Phetchahung Road ends at the ferry pier looking out across at the yellow gantry cranes of Klong Toei, and Bang Krachao will almost certainly remain as unspoiled jungle island. The late 1970s had seen protection orders placed on the peninsula, the original intention having been for controlled leisure development. The developments never happened, and the Thais have become conservation minded in more recent times. About a tenth of the total area of almost a thousand acres is protected, acquired and maintained as Sri Nakhon Khuean Khan Park by the Royal Forest Department.
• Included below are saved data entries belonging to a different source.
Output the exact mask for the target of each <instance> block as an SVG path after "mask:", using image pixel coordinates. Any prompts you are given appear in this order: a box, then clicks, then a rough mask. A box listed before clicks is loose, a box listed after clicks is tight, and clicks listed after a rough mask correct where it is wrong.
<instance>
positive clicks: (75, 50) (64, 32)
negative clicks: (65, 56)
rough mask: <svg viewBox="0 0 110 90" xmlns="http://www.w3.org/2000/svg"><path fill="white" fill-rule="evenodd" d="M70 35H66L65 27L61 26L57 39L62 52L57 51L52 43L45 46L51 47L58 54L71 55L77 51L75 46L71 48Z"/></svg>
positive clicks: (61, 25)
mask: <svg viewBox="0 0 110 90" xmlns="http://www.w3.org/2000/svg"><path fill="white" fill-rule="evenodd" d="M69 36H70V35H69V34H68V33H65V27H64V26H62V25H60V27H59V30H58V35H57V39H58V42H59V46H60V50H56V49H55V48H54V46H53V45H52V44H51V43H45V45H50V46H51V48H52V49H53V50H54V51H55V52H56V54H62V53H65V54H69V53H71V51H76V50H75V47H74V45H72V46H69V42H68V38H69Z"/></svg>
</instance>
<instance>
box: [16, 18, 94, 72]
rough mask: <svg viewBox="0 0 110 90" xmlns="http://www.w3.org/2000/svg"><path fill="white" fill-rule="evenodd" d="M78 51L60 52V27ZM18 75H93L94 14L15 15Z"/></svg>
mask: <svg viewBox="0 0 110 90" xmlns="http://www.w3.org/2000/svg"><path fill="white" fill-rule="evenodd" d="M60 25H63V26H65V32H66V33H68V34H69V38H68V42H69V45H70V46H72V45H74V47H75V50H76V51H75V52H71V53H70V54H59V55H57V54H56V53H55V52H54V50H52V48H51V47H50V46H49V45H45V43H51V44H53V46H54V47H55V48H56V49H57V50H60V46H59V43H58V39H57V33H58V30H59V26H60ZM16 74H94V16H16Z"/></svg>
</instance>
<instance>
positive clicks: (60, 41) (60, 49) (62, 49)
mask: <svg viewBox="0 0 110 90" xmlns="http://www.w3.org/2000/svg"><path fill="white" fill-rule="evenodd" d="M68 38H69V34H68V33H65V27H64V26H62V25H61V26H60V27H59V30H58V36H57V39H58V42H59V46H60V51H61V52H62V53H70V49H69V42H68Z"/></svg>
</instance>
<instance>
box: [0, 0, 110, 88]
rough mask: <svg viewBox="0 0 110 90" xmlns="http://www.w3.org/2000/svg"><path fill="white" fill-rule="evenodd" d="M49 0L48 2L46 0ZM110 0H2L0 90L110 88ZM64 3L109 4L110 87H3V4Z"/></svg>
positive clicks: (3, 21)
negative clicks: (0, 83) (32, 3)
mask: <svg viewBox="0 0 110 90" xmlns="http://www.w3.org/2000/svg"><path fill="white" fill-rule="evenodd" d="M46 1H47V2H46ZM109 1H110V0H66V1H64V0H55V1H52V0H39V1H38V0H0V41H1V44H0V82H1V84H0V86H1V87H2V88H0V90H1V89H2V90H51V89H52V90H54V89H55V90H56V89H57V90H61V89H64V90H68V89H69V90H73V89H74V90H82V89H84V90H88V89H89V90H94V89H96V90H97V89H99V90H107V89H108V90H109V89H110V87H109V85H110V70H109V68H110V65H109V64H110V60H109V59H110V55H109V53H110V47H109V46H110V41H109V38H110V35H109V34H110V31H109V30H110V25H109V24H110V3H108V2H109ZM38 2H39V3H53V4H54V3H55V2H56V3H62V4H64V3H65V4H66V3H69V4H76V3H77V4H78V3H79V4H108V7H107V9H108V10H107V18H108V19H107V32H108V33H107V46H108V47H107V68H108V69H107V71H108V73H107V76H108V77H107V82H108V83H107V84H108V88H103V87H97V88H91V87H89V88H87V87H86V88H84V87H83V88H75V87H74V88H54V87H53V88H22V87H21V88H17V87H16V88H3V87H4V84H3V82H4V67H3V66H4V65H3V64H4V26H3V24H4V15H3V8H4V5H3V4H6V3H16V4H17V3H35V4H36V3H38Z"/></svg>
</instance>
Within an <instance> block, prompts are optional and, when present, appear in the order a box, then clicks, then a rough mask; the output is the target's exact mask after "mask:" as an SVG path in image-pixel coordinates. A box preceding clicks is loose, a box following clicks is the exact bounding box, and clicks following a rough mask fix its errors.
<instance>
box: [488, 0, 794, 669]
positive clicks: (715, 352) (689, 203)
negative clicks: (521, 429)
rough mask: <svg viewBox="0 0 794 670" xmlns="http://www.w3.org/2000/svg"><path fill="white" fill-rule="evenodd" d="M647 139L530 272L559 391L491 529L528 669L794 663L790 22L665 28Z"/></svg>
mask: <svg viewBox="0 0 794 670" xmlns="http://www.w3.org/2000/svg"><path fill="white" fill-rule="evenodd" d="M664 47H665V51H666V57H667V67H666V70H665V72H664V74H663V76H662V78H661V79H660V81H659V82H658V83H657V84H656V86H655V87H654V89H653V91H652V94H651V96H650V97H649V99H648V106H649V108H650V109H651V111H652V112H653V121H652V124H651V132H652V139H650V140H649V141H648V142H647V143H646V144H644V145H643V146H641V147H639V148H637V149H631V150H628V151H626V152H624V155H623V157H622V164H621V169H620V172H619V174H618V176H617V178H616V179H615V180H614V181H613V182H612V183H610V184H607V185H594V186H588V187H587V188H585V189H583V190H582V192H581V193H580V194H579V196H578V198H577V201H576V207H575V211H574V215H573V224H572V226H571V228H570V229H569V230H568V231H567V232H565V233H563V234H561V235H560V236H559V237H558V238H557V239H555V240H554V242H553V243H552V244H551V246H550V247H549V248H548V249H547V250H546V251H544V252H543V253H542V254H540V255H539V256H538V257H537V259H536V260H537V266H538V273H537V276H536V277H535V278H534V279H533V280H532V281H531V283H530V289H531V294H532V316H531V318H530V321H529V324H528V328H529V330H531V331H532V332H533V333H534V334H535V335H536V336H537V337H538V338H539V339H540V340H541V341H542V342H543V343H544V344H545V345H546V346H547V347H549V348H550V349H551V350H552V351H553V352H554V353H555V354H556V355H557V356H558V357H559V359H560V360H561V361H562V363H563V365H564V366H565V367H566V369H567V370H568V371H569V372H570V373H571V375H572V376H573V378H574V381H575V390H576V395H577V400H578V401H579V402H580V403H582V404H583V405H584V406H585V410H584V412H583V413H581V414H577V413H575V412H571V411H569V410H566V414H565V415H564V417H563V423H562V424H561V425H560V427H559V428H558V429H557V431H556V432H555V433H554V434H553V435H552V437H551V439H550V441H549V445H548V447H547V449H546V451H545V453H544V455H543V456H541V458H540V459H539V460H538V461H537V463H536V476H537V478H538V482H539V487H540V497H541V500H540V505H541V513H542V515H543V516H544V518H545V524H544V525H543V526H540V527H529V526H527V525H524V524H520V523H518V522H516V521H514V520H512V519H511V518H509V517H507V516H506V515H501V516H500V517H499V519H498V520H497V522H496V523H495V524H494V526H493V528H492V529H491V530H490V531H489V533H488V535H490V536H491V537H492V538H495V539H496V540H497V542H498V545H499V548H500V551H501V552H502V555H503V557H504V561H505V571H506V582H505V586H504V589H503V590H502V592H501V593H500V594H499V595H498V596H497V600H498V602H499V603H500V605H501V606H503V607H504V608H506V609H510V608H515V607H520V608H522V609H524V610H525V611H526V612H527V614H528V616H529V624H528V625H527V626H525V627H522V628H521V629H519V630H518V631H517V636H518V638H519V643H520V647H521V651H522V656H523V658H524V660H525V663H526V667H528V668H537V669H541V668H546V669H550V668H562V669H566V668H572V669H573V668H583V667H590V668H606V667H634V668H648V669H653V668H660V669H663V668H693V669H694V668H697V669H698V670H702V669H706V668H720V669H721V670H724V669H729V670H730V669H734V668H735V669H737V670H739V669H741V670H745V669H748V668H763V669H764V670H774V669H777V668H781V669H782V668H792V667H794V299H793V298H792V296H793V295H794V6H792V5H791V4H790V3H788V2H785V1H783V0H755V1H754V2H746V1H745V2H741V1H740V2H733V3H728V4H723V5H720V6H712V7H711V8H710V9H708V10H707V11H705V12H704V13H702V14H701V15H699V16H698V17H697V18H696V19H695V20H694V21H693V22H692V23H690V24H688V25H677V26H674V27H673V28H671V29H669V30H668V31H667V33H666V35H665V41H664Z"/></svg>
With its nature trails, cycle paths and large lake where boats can be hired, the park attracts a modest number of local tourists. There is a refinery near to the bridge, and some warehousing, but otherwise there is no industry. Recent years have seen some residents offering homestay accommodation, there are companies that operate cycling tours, there is a place displaying Siamese fighting fish, and a handful of residents who have been peacefully making incense sticks for several generations have now, to their bemusement, become a tourist attraction. Life is quiet here. There is no police station. You will look hard to find an ATM. The restaurants are all very local, most of them roadside stalls. The modern city is only a ferryboat ride away, but there is no hurry to travel back across the water.